Friday, July 15, 2016

Blueberry Pie Cookies



Nothing says summer like blueberry pie! I came across this recipe and it sounded just perfect for this week. I was really surprised that this recipe was posted by Crazy for Crust in December. I have to say that I’m not thinking about fruit pie that time of the year. But this recipe uses frozen wild blueberries, which can be found all year around, so you could make it any time that pleased you.

Make sure that you use wild blueberries for this recipe, as they are smaller and work best with the mini muffin cups that form the crust of these cookies. I had hoped to find fresh wild blueberries, and I’m sure I could have if I had explored a bit. I used frozen ones, which seem to be popular because they are used in smoothies. If you do use frozen wild blueberries, make sure you drain them super well. I thawed mine and then let them sit on paper towels for about 15 minutes to be sure they were as well drained as possible.

Pressing the dough up the sides of the mini muffin cups is a bit tedious, but not too bad. This recipe made exactly the right amount of dough for 18 cups and I had exactly the right amount of filling to fill those 18 cups. I can’t say that’s usually the case with me, so it was nice for something to come out so precisely. It doesn’t make too many, which is the only drawback. These are a bit fragile, and mine got a little crumbly on the trip in to work, but they were absolutely delicious anyway!

Blueberry Pie Cookies
1/2 cup butter, room temperature
1/3 cup powdered sugar
1 teaspoon vanilla
1/4 teaspoon salt
1 1/4 cups flour

1 cup wild blueberries, fresh or thawed and drained well
2 tablespoons sugar
1 tablespoon cornstarch
1 teaspoon lemon juice
2 ounces white chocolate, chopped
1 teaspoon shortening

Preheat oven to 350 degrees. Spray a 24 section mini muffin pan with nonstick cooking spray and dust with flour.

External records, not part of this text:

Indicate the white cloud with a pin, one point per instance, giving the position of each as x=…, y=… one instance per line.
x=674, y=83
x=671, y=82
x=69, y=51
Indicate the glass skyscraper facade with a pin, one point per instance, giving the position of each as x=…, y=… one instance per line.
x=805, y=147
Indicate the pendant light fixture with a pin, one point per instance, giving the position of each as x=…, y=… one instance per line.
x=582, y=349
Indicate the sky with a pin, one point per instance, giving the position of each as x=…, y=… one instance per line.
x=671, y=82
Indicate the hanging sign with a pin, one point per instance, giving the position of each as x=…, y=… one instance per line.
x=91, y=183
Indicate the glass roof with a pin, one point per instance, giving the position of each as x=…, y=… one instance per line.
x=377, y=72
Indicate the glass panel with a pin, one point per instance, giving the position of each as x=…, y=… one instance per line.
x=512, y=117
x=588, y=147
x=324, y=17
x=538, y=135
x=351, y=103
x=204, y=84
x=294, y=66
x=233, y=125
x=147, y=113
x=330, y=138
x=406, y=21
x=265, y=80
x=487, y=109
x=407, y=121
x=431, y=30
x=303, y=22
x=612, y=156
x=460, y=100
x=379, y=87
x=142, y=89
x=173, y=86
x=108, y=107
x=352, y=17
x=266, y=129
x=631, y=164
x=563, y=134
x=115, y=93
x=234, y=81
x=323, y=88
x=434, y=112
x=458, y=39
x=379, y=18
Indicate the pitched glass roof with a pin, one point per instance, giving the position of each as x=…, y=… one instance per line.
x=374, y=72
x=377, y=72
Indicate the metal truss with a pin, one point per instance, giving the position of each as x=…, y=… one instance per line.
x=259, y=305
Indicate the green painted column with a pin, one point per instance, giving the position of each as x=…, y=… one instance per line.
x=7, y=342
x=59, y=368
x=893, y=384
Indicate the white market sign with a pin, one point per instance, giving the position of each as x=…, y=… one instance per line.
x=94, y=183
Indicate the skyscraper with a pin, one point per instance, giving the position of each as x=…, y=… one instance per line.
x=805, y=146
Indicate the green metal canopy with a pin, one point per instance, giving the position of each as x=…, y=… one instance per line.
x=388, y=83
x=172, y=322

In a large mixer bowl, beat the butter on medium until smooth. Add the powdered sugar and beat on medium again to combine. Add the vanilla and salt and stir to incorporate. With the mixer running on low, gradually add the flour. Mix just until the dough comes together.

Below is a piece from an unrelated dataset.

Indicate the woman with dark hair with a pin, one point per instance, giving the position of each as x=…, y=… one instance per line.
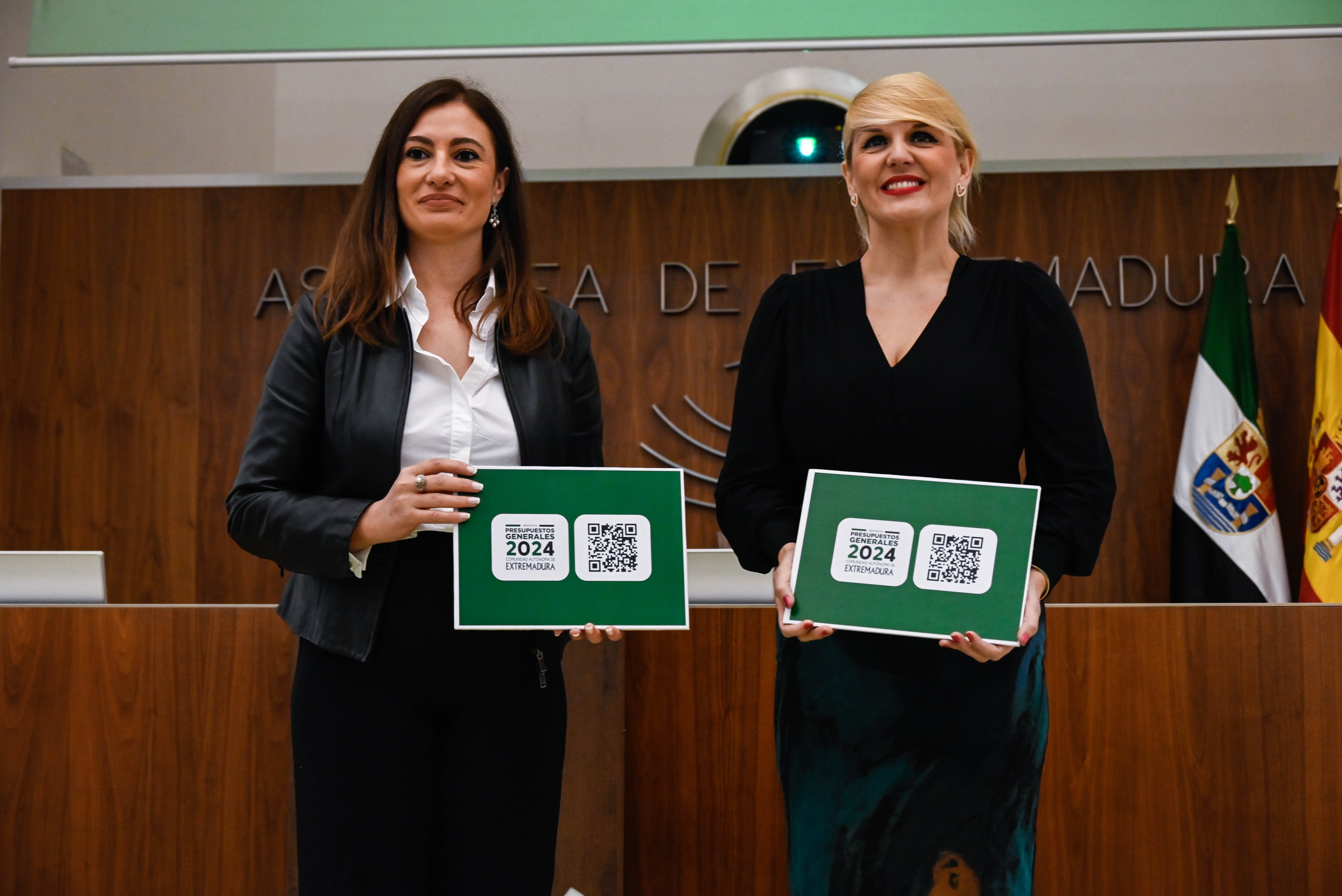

Place 1 tablespoon of dough into 18 of the muffin cups. Press the dough into the bottom and up the sides of each cup with lightly floured hands.

Make the filling: drain the blueberries. Place the blueberries in a medium bowl and add the sugar, cornstarch and lemon juice. Gently stir to combine. Divide the filling between the 18 muffin cups.

Bake for 12-15 minutes, until the edges of the cookies are lightly browned. Cool completely before removing from pan. Once cool, remove the cookies from the pan with the help of a small metal spatula.

In a microwave safe bowl, combine the white chocolate and shortening. Microwave in 30 second increments, stirring frequently, until the mixture is smooth. Spoon the white chocolate into a plastic bag, snip off the end of the bag and pipe onto the cooled cookies. Allow the white chocolate to set before serving.